Tolkien, Orta Dünya’nın, kıtalar henüz bugünkü şeklini almadan, büyü yok olmadan, elfler dünyayı terk etmeden çok önce var olmuş bir dünya olduğunu söyler, yani Orta Dünya mitolojisi, bilinen mitlerden daha önceki çağlara dair bir öyküdür. Dolayısıyla, Orta Dünya tarihi ile bildiğimiz dünya mitolojileri arasında bulunabilecek benzerliklerin esas sebebi, bilinen tüm efsanelerin kökeninde bu çok eski dünya ve tarihin olduğunu varsaymasıdır.
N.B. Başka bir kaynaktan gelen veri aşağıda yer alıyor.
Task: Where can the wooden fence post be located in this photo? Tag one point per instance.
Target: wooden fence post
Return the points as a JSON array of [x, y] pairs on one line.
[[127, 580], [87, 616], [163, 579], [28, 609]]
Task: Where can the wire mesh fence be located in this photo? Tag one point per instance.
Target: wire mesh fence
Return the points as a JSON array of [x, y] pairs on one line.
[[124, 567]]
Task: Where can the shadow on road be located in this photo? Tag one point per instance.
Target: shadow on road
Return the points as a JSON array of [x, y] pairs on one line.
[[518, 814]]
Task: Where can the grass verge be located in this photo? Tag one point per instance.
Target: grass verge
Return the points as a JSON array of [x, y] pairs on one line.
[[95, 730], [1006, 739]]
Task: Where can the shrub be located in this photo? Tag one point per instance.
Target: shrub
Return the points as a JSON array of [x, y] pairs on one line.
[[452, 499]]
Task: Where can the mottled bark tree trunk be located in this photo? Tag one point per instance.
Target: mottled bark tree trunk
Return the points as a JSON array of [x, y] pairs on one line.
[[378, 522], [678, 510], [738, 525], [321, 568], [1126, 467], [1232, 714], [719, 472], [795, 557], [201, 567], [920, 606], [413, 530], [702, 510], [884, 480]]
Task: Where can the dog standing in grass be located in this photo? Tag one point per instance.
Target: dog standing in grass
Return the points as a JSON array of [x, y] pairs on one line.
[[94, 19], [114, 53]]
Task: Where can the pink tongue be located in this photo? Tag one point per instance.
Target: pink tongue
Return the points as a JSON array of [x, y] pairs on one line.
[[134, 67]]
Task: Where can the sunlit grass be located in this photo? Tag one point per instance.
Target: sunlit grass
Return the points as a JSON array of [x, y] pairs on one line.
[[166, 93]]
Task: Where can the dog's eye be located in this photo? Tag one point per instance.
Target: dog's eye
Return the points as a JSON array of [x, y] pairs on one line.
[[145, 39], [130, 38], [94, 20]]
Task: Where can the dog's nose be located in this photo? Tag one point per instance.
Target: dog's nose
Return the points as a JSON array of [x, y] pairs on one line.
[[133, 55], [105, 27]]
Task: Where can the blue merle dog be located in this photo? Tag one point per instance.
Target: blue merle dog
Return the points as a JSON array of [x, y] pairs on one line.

Çok tanrılı sistemler arasındaki benzerlik, Yunan ve Roma mitolojileri ile Orta Dünya arasında kurulabilecek en önemli paralellik olarak karşımıza çıkıyor. Orta Dünya Tanrıları sayılan Valar, dişi ve erkeklerden oluşan, her biri kendi etki alanına sahip ve kendi aralarındaki ilişkilerle dünyadaki olaylara yön veren Olympos tanrıları benzeri bir grup. Yüzüklerin Efendisi’nde Aragorn’un kısaca değindiği, Silmarillion’da ayrıntılı bir şeklide bahsedilen elf Luthien ile insan Beren’in hüzünlü aşk hikâyesi, Yunan kökenli Orpheus efsanesini andırıyor. Bu efsaneye göre, Orpheus, karısı nympha (su perisi) Eurydike’yi kurtarmak için yeraltı dünyasına iner, ancak yeraltını terk etmeden önce karısına bakması yasaktır. Orpheus dayanamaz ve bakar, bu yüzden Eurydike sonsuza dek lanetlenir.Tolkien’in yararlandığı bir diğer kaynak da İskandinav mitolojisi… Orta Dünya (Middle Earth) adı, İskandinav mitolojisindeki dokuz dünyadan insanlara ait olan Midgard’dan esinlenilerek yaratılmış. Cüceleri yaratan Äule, demirciler tanrısı balta kullanan Thor’la önemli benzerlikler taşıyor. Tolkien’in kullandığı çoğu cüce adı ve bunların yanında Gandalf da İskandinav mitolojisi kökenli. Ayrıca Gandalf’ın tanrı Odin ile kimi benzerlikler taşıdığı görülüyor. Odin de Gandalf gibi uzun sakallı, asa taşıyan yaşlı bir adam olarak anlatılır. Runik alfabeyi insanlara hediye eden kişi, Orta Dünya’da Gandalf, İskandinav mitolojisinde ise Odin’dir. Her ikisi de sıradan insanların anlayamadığı görevler uğruna tek başlarına seyahat ederler. Gandalf’ın atı Shadowfax Orta Dünya’nın en hızlı atıdır, Odin’in sekiz bacaklı atı Sleipnir gibi. Ancak Odin, İskandinav mitolojisinin en üstün tanrısıyken, Gandalf kendisinden üstün güçlerin emirlerine uyar. Ayrıca Odin Gandalf’a göre daha zalimdir ve kişisel hırslara sahiptir.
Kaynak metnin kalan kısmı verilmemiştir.